Austin, Texas In an unexpected and unusual move, the U.S. government is once again challenging Whole Foods Market’s purchase of rival Wild Oats.
Even though the deal closed early last year—and Whole Foods has since sold 35 Wild Oats stores and closed 12—the Federal Trade Commission (FTC) is trying again to stop Austin, Texas-based Whole Foods' takeover of Wild Oats.
The U.S. government announced it will ask an appeals court Wednesday to stop the takeover.
The FTC tried to block Whole Foods' acquisition of Boulder, Colo.-based Wild Oats after the transaction was announced last February, arguing that it would stifle competition and harm consumers. But a federal judge rejected the request, and Whole Foods and Wild Oats closed the deal in August 2007.
Instead of following the typical path and discontinuing the fight, the FTC isn’t letting go, arguing that the companies haven't finished combining their operations and Whole Foods hasn't closed all the Wild Oats stores it plans to close. The FTC said it still has time to order the combined company to sell stores or other assets to protect competition.

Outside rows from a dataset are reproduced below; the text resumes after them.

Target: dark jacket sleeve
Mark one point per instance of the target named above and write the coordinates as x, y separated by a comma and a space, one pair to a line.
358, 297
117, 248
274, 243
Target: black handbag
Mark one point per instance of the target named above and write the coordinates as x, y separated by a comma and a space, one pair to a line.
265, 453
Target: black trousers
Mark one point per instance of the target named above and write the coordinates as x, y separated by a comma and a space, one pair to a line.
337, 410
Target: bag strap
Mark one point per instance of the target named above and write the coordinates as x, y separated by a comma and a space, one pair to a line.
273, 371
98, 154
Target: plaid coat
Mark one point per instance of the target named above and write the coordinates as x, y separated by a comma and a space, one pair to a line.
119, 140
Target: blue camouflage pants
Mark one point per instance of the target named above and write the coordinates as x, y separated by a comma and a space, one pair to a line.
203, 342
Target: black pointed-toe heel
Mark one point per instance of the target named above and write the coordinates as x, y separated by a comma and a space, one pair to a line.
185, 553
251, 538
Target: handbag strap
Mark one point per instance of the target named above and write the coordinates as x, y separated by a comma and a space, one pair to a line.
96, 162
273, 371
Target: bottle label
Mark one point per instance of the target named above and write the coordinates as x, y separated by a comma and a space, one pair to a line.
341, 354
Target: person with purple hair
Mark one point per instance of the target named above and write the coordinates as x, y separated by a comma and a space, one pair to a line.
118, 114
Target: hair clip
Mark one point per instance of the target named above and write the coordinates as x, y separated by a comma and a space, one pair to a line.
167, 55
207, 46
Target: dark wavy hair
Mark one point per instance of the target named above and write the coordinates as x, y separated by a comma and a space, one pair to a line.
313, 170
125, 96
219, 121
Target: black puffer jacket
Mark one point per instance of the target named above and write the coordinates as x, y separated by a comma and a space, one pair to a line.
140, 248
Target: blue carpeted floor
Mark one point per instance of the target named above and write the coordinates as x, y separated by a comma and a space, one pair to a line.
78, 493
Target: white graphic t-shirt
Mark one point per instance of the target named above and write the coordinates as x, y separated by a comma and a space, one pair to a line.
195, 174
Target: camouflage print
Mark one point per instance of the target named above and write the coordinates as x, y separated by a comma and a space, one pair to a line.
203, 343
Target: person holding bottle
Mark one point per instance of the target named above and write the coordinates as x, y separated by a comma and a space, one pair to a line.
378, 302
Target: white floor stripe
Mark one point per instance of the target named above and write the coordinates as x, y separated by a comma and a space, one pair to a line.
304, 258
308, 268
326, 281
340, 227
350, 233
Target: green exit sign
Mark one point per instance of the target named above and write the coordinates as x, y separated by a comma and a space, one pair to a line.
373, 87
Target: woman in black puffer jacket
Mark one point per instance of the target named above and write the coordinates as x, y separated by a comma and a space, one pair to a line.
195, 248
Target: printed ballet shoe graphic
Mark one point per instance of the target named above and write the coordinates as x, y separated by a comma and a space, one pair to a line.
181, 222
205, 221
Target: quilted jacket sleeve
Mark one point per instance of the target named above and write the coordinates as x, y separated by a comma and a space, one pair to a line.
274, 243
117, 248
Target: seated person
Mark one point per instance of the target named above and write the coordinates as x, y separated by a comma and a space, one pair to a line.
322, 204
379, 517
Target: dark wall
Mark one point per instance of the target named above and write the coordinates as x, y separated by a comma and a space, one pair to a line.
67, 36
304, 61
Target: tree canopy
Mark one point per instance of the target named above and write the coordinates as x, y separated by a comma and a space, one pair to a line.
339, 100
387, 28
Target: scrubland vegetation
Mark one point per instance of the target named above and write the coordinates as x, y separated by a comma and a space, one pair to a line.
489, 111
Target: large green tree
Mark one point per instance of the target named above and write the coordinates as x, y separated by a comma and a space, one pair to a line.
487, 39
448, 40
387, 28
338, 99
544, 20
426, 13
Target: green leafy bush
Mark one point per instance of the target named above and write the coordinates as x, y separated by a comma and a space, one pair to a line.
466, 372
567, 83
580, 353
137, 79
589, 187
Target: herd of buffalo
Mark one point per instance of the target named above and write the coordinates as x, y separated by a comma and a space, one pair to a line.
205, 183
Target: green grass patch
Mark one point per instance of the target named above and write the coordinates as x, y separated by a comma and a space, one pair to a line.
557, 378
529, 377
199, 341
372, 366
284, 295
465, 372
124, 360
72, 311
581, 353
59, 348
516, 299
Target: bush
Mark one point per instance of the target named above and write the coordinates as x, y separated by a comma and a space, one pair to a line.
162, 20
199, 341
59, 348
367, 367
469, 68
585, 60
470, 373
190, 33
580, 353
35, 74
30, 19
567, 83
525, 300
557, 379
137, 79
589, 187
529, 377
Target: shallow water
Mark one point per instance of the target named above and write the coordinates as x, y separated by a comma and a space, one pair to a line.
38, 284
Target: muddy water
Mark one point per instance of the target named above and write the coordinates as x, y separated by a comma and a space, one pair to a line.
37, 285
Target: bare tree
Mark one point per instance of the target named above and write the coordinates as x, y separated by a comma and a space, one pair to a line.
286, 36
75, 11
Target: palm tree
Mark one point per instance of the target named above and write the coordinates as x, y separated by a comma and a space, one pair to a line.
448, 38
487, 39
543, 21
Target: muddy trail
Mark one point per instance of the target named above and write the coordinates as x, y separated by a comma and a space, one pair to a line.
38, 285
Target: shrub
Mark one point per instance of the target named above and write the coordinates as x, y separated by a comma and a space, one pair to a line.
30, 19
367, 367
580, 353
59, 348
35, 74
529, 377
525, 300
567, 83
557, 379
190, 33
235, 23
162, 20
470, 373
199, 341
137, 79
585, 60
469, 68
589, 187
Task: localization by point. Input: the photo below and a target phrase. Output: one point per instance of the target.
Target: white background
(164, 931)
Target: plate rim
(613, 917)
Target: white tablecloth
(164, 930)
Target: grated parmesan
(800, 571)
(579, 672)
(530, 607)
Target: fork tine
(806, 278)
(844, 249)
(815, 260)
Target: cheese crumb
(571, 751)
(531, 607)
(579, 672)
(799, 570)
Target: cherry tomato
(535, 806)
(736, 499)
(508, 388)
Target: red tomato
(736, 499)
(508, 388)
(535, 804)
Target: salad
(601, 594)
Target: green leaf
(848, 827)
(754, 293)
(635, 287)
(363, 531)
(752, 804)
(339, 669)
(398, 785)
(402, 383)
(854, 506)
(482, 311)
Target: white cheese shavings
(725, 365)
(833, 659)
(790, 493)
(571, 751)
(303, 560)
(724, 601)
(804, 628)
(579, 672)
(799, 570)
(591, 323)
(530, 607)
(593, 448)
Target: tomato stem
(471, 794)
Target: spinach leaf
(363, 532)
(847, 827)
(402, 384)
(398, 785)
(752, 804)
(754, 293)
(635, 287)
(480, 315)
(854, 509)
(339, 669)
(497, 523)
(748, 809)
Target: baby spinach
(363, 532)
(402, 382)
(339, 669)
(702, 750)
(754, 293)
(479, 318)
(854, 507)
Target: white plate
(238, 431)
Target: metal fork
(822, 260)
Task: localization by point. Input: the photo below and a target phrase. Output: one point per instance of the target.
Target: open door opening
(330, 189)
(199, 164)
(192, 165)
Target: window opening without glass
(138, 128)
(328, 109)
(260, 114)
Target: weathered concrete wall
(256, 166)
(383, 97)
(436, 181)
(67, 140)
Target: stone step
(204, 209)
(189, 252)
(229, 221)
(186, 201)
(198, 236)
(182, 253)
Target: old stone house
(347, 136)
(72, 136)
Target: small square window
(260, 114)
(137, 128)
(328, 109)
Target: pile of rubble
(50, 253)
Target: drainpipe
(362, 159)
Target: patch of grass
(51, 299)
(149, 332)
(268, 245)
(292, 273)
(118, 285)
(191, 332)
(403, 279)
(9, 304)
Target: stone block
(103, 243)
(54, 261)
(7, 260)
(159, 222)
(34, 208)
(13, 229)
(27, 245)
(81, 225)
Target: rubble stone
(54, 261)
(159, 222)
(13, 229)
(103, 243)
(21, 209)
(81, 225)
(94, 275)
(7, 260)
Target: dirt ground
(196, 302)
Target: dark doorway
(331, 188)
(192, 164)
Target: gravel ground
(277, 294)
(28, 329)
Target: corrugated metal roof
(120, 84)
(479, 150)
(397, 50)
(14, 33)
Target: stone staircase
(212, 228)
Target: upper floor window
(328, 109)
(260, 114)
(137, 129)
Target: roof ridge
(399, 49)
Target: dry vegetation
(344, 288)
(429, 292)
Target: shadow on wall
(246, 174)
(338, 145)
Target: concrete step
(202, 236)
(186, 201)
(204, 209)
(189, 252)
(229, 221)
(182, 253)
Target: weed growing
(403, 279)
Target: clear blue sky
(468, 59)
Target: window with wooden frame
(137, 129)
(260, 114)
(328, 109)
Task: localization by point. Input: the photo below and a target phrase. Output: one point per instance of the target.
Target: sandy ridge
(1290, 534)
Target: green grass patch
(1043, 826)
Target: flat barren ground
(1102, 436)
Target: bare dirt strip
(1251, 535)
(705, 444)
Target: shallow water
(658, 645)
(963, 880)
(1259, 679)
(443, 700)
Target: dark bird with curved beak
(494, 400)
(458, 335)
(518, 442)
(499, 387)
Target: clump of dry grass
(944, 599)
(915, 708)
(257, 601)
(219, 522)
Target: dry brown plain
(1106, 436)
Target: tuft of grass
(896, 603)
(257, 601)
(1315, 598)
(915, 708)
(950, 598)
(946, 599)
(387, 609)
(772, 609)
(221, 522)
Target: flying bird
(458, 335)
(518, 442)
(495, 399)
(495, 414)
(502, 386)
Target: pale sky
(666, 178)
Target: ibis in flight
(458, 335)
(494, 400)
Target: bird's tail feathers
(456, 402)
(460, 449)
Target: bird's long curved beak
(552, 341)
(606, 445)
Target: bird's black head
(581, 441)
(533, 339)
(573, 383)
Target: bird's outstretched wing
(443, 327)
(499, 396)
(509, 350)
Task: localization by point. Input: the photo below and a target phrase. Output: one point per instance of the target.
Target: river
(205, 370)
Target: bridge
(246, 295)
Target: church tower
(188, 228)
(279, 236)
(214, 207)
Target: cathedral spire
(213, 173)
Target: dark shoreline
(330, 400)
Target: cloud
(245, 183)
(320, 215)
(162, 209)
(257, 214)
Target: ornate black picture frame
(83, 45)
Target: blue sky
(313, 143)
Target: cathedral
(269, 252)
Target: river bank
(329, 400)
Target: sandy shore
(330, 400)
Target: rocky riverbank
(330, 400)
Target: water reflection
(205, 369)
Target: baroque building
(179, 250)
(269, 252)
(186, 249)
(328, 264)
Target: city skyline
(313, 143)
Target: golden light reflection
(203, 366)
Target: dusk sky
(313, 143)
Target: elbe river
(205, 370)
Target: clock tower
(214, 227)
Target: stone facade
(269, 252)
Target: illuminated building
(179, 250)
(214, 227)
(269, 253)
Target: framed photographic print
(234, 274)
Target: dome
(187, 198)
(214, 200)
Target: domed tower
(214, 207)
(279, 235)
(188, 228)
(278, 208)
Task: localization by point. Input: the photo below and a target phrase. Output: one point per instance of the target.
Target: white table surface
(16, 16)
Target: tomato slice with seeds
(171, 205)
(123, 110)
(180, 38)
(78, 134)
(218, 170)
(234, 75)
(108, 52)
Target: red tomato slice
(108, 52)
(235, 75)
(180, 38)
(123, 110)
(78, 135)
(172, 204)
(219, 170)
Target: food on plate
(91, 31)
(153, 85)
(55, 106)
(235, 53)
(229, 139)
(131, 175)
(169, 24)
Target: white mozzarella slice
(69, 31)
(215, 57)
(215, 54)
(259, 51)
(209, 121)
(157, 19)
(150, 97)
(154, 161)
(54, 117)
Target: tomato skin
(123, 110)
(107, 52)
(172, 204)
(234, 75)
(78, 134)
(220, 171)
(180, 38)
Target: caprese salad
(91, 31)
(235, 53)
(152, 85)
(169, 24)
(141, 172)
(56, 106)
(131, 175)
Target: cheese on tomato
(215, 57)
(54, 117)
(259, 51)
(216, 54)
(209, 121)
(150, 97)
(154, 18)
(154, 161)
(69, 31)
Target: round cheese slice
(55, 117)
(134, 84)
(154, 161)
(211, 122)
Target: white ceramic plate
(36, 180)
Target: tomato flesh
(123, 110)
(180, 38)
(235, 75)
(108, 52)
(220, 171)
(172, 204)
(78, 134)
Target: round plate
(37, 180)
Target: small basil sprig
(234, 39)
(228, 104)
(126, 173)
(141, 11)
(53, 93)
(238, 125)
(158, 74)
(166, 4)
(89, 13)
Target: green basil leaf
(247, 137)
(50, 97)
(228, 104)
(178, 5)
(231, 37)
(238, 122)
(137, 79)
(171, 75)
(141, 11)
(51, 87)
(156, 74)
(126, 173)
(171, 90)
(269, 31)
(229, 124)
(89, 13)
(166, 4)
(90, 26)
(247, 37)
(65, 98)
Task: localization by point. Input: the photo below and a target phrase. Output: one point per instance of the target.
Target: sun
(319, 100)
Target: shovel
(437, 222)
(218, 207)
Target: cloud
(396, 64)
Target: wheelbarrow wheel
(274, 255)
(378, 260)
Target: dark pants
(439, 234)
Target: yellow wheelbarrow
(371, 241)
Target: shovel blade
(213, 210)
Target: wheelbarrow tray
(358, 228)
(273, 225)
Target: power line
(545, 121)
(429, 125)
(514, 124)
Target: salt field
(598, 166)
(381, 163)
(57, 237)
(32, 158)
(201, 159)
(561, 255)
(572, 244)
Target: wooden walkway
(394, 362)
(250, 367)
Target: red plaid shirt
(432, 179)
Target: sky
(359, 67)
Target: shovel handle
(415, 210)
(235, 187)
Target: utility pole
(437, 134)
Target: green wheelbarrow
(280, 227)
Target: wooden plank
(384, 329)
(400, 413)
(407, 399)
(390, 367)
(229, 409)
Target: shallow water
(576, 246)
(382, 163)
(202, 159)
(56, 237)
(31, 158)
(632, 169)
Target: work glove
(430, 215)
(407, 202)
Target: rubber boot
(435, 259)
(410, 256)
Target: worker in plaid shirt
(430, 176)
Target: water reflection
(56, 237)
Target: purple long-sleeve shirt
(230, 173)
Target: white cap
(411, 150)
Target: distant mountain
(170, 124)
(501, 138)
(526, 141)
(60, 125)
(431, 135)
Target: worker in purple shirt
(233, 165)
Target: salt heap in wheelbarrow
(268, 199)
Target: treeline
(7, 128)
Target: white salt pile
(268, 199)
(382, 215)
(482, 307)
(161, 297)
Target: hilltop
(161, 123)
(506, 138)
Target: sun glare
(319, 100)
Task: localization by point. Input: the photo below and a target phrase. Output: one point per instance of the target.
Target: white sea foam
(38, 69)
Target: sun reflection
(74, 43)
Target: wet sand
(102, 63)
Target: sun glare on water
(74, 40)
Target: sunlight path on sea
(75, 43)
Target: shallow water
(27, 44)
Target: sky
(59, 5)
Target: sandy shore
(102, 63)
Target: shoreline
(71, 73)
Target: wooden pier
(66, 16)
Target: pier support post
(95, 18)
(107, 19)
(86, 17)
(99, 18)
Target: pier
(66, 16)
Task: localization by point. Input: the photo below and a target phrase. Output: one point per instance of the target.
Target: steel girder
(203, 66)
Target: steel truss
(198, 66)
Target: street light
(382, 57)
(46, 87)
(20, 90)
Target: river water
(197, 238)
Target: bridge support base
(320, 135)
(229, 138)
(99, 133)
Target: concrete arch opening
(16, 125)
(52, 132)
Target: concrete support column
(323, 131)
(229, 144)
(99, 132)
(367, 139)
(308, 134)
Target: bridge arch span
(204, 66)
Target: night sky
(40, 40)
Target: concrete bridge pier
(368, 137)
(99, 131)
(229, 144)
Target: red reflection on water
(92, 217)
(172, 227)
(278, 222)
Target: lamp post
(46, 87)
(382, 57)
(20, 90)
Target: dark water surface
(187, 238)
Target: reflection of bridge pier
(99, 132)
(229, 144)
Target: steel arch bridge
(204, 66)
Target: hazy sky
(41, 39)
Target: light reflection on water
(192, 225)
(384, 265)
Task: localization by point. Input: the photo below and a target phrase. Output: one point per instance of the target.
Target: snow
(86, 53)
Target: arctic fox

The FTC would have to begin additional legal proceedings to take such a step.
The government agency asked the same appeals court last August to delay the closing of Whole Foods' acquisition pending the outcome of its appeal, but the court refused. Antitrust experts have said that makes it less likely the court will rule in the agency's favor now.
The FTC said in court papers that the district court applied an improper legal standard when it denied the agency's request to bar the acquisition.
The FTC and lawyers representing Whole Foods are arguing the case before a three-judge panel at the U.S. Court of Appeals for the D.C. Circuit Wednesday at 9:30 a.m. EDT.